There would not be much problem if each user is going to pay for
her own needed information, but most of the times, organizations
are going to pay for information needed by they users.  These
organization themselves may charge the higher academic body for
the what they spent in the process.  Setting access rights and
accounting for each single user's access to each information
database consumes a huge amount of time and human resources.  In
this paper we focus on the solution we have designed and
implemented to overcome the problem, by setting up a central
access point that both users and information databases would
interact with.  After discussing the design and its benefits, we
focus on the implementation practice we have done, the base
components used, and scalability issues, and finally propose some
of the ways that the system can be developed to overcome the
current limitations.
\end{abstract}

\section{Introduction}
The growth of Internet and the web technologies in the recent years,
has affected many different aspects of today's people life.  From
regular mail, newspapers, magazines, television, radio, and telephone,
to shopping, computer games, and business, all have reformed to make
proper use of the Internet. 
Among them, what has affected the academic environments, is the
great pool of information and knowledge shared by people all over
the world, and available through the wires connecting them to the
cloudy network.

Information available on the net can be divided in two main categories.
The first category is those information distributed among different
websites and servers that most of them can be reached with modern rich
search engines in a minute or two.  The second category is the 
information gathered in central information databases (infobases)
which contain a huge amount of information in a wide variety of
topics and age, and available and searchable through the website
representing the infobase.  Infobases usually contain the latest
technology and information on topics they cover, by providing
up to date research papers, journals, and conference proceedings.
These are the essentials that an academic environment should be fed
to keep itself updated and produce new science.  The number of
infobases is greatly limited comparing to the providers of the
first category.  Moreover, the infobases that a small environment
may be interested in are usually limited to a few.

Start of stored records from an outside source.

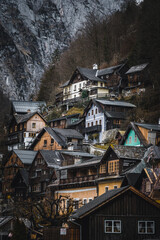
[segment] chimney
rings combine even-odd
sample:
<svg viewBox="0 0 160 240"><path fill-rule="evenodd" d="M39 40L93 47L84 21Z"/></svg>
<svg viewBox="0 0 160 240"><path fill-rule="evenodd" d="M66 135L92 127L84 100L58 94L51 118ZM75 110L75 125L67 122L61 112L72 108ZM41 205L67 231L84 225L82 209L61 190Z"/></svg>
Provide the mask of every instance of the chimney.
<svg viewBox="0 0 160 240"><path fill-rule="evenodd" d="M93 64L93 69L98 69L98 65L96 63Z"/></svg>
<svg viewBox="0 0 160 240"><path fill-rule="evenodd" d="M160 118L158 119L158 125L160 125Z"/></svg>

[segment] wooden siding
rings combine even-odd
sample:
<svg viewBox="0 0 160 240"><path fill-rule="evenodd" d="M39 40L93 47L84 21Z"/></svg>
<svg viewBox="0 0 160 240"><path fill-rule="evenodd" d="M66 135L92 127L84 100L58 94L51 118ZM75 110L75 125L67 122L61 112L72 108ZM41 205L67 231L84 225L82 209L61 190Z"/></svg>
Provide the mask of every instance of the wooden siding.
<svg viewBox="0 0 160 240"><path fill-rule="evenodd" d="M32 123L36 124L35 128L32 127ZM45 125L45 121L38 114L35 114L27 121L26 131L39 132Z"/></svg>
<svg viewBox="0 0 160 240"><path fill-rule="evenodd" d="M54 143L51 144L51 136L48 132L45 132L39 142L35 145L34 151L38 150L61 150L62 147L54 140ZM44 140L47 141L47 144L44 145Z"/></svg>
<svg viewBox="0 0 160 240"><path fill-rule="evenodd" d="M54 236L54 237L53 237ZM66 235L60 235L60 227L44 229L44 240L80 240L80 231L78 228L67 228Z"/></svg>
<svg viewBox="0 0 160 240"><path fill-rule="evenodd" d="M121 233L105 233L105 220L121 220ZM155 221L155 234L138 234L138 221ZM82 219L82 239L142 240L160 236L160 209L127 191Z"/></svg>

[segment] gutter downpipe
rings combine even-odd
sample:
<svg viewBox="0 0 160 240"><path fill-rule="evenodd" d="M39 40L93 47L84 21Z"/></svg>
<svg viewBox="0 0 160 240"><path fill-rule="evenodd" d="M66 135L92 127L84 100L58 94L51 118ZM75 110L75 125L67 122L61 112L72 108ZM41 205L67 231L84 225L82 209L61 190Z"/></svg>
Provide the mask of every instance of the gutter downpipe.
<svg viewBox="0 0 160 240"><path fill-rule="evenodd" d="M70 220L70 222L73 223L73 224L75 224L75 225L77 225L77 226L79 226L79 228L80 228L80 240L82 240L82 225L79 224L79 223L77 223L77 222L74 222L74 221L72 221L72 220Z"/></svg>

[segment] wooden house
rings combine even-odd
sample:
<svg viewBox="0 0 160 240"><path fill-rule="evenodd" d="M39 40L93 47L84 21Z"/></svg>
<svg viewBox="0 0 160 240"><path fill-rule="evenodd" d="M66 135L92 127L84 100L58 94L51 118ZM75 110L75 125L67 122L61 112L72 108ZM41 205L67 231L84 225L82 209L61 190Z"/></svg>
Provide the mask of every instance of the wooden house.
<svg viewBox="0 0 160 240"><path fill-rule="evenodd" d="M79 160L58 169L59 179L49 185L58 196L69 196L75 208L93 200L110 189L121 186L125 171L140 162L144 148L115 146L109 147L104 156ZM67 208L68 201L64 207Z"/></svg>
<svg viewBox="0 0 160 240"><path fill-rule="evenodd" d="M125 74L128 86L123 90L124 95L140 94L145 91L148 81L148 63L132 66Z"/></svg>
<svg viewBox="0 0 160 240"><path fill-rule="evenodd" d="M45 127L37 135L30 149L37 150L80 150L83 136L74 129Z"/></svg>
<svg viewBox="0 0 160 240"><path fill-rule="evenodd" d="M64 83L63 104L71 104L81 99L81 97L105 97L108 94L106 80L96 76L97 69L77 67L69 81ZM96 94L92 90L96 89ZM97 95L98 94L98 95Z"/></svg>
<svg viewBox="0 0 160 240"><path fill-rule="evenodd" d="M66 115L60 118L48 121L48 125L52 128L69 128L73 123L79 121L80 114Z"/></svg>
<svg viewBox="0 0 160 240"><path fill-rule="evenodd" d="M8 150L28 149L45 125L46 121L39 112L15 114L9 124Z"/></svg>
<svg viewBox="0 0 160 240"><path fill-rule="evenodd" d="M85 140L102 143L104 131L120 128L136 106L122 101L93 99L84 110Z"/></svg>
<svg viewBox="0 0 160 240"><path fill-rule="evenodd" d="M131 122L120 142L125 146L160 146L160 124Z"/></svg>
<svg viewBox="0 0 160 240"><path fill-rule="evenodd" d="M159 239L160 204L134 187L114 189L71 216L82 240Z"/></svg>
<svg viewBox="0 0 160 240"><path fill-rule="evenodd" d="M11 183L13 189L13 197L16 200L25 200L31 195L29 186L29 171L25 168L20 168L16 173Z"/></svg>
<svg viewBox="0 0 160 240"><path fill-rule="evenodd" d="M10 152L3 170L2 193L4 196L14 194L14 189L12 188L11 183L16 173L21 168L25 168L29 171L35 155L36 151L29 150L13 150Z"/></svg>
<svg viewBox="0 0 160 240"><path fill-rule="evenodd" d="M122 187L131 185L145 195L160 202L160 148L151 146L139 164L129 169L122 182Z"/></svg>
<svg viewBox="0 0 160 240"><path fill-rule="evenodd" d="M31 196L40 197L52 179L56 180L56 169L59 168L63 157L59 151L39 150L32 162L29 171L29 183L31 188Z"/></svg>

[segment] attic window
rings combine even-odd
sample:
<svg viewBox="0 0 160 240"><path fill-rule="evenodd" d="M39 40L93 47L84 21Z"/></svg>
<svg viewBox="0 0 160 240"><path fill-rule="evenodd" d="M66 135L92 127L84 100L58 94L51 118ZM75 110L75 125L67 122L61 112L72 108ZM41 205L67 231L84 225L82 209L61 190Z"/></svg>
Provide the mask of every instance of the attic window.
<svg viewBox="0 0 160 240"><path fill-rule="evenodd" d="M32 128L36 128L36 123L32 123Z"/></svg>
<svg viewBox="0 0 160 240"><path fill-rule="evenodd" d="M105 233L121 233L120 220L105 220L104 226Z"/></svg>
<svg viewBox="0 0 160 240"><path fill-rule="evenodd" d="M53 139L53 138L51 138L51 145L53 145L53 143L54 143L54 139Z"/></svg>
<svg viewBox="0 0 160 240"><path fill-rule="evenodd" d="M44 140L44 147L47 146L47 140Z"/></svg>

\section{Problem Definition}
In the common experience of using infobases, there are a few
\emph{infobases}, lets say up to a hundred ones, and a greater number
of \emph{users} that want to use the infobases.  Here we contrast on
the users from a geographical region, e.g.~a country.  Each user
is a member of some academic environment that may be a university,
a research laboratory, or another kind of department.  We call the
users of each of these environments a \emph{group}.  The process
of requesting and receiving information is mostly done on top of
the common web technology named the Hyper Text Transfer Protocol (HTTP).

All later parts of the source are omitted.